The sad reality is that disproportionate numbers of poor and minority kids wind up in special education due to a lack of educational success. These students often slip through the cracks until their cumulative learning deficits become too large to ignore and their needs are finally addressed through individual attention mandated by federal disability law. Personalized learning holds real potential to turn this all-too-familiar pattern on its head by providing students immediate learning support when it is needed. Instead of waiting for students to fail before they get more time and attention, personalized learning is a just-in-time approach that can help teachers address academic deficiency before it snowballs into failure.
School accountability under the new plan will better support personalizing teaching and learning. In personalized learning models, students can learn at their own rates in different subjects with standards-aligned content.
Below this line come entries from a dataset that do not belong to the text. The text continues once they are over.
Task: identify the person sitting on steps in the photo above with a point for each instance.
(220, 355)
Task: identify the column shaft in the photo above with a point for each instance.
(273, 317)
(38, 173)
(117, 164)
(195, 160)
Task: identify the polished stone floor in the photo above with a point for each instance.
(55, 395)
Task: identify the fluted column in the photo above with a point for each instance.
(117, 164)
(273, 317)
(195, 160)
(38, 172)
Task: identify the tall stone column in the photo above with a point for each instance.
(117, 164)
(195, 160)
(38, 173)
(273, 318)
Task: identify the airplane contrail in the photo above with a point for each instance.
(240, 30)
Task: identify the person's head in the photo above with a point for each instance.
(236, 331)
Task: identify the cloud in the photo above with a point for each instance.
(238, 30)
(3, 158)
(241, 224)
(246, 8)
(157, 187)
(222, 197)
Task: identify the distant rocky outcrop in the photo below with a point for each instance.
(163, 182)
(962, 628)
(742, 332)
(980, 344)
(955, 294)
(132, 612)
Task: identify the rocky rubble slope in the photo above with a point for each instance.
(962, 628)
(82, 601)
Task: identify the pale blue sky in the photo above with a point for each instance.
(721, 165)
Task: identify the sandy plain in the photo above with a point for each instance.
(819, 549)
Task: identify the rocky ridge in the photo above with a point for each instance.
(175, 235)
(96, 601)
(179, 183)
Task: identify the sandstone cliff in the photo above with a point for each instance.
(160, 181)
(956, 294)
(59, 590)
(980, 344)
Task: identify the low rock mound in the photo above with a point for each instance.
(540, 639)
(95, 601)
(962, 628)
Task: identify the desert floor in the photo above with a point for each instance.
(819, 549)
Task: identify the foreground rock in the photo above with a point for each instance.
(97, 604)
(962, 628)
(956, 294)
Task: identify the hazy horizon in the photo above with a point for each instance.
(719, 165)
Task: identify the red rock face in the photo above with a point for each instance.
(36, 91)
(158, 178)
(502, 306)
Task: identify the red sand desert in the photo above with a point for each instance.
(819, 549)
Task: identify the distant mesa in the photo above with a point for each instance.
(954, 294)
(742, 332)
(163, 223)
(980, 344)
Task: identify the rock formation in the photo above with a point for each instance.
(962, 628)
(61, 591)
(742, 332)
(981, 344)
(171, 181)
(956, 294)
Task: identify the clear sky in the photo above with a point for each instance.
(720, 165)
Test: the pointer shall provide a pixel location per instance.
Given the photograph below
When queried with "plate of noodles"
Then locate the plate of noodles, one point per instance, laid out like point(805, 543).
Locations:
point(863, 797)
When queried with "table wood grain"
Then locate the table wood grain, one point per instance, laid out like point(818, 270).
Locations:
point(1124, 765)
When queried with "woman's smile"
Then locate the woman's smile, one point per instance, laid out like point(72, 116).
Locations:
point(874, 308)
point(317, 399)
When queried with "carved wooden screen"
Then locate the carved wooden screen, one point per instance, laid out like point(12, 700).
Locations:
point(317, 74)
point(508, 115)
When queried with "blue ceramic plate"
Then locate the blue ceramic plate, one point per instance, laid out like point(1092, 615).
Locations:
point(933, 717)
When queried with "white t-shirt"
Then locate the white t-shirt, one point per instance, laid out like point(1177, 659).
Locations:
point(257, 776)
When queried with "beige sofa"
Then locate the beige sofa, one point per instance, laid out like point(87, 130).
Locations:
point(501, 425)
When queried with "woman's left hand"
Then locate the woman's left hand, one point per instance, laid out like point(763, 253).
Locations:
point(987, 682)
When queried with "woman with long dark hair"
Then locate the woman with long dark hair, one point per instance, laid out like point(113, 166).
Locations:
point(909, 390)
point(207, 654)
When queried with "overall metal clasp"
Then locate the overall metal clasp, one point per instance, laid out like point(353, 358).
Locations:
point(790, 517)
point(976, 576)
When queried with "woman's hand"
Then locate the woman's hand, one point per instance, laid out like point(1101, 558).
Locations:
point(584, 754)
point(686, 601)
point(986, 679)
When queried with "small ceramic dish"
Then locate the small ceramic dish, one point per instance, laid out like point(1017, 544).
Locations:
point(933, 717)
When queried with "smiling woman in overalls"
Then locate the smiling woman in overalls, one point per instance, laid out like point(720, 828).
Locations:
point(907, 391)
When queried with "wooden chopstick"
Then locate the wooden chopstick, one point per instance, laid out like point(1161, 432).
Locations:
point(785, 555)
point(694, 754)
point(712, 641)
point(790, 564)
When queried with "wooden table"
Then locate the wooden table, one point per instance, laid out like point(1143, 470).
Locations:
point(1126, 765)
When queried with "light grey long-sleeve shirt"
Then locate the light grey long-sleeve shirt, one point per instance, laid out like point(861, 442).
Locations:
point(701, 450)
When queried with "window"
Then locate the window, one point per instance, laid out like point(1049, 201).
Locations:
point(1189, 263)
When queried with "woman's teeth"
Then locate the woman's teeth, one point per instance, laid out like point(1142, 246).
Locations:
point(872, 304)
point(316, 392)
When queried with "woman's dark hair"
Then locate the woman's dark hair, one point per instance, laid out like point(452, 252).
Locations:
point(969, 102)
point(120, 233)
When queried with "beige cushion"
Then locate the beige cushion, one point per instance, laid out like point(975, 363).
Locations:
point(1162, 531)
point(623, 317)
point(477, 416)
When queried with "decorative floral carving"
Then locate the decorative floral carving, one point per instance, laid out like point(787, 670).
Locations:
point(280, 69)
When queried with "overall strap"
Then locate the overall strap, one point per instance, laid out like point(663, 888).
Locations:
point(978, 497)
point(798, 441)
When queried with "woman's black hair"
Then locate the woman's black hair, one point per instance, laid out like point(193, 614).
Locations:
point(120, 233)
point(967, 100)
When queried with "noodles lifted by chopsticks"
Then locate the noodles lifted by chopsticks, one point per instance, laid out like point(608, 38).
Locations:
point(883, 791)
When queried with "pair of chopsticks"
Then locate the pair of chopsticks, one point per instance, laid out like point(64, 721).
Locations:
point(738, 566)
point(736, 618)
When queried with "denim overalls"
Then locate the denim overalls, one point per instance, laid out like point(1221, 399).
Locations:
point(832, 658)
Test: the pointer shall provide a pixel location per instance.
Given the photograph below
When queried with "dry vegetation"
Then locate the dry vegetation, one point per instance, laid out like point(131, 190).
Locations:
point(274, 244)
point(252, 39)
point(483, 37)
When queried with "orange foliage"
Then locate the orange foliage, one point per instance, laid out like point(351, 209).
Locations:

Among a number of changes, the state is proposing to use growth in student achievement over time to measure performance and reward academic growth at all levels of achievement, rather than just grade-level proficiency.
The state also lays out four areas of focus for piloting personalized learning approaches for students and teachers:
1. Blended learning for Algebra I: Launched last school year, this pilot was the state’s first personalized learning initiative and is set to double in size to 10,000 students for the 2017–18 school year. This effort is guided by evidence that technology can support teachers in delivering personalized instruction by leveraging data and quickly diagnosing student needs.
2. Predictive analytics: Personalized learning strategies often leverage technology to increase the efficiency of the learning cycle by using data trends to develop insights into learning patterns and streamline data-informed decisions.
3. Teacher micro-credentialing: This approach to professional development more closely aligns the acquisition of teaching knowledge and specific skills with identified needs, instead of the generic, one-size-fits-all approach. During the 2017–18 school year (the initiative’s second year), the state plans to reach up to 5,000 educators by partnering with districts to use micro-credentials.
4. Competency-based education: To support personalizing learning, the plan calls for encouraging initiatives that allow students to demonstrate mastery and advance through curricula and grades as mastery is achieved, informed by progress seen by some districts trying this approach and others outside Tennessee.
To take full advantage of the state’s ESSA plan, Tennessee districts will need to take action and put the state’s plans to good use. Tennessee is poised to make an innovation leap, using ESSA to launch efforts to personalize the education experience of every learner, combining effective teaching with adaptive technology to bring individualized instruction to every student.
And nationally, the Volunteer State has drafted a plan that its peers can — and should — seek to emulate within the context of their own unique educational ecosystems. There is no question the nation faces a national imperative to improve educational outcomes for all students, and Tennessee’s comprehensive approach to layering innovation and personalization into its strategic design seems destined to yield results.
Doug Mesecar is an adjunct scholar at the Lexington Institute. He previously served as a senior official at the U.S. Department of Education and in Congress.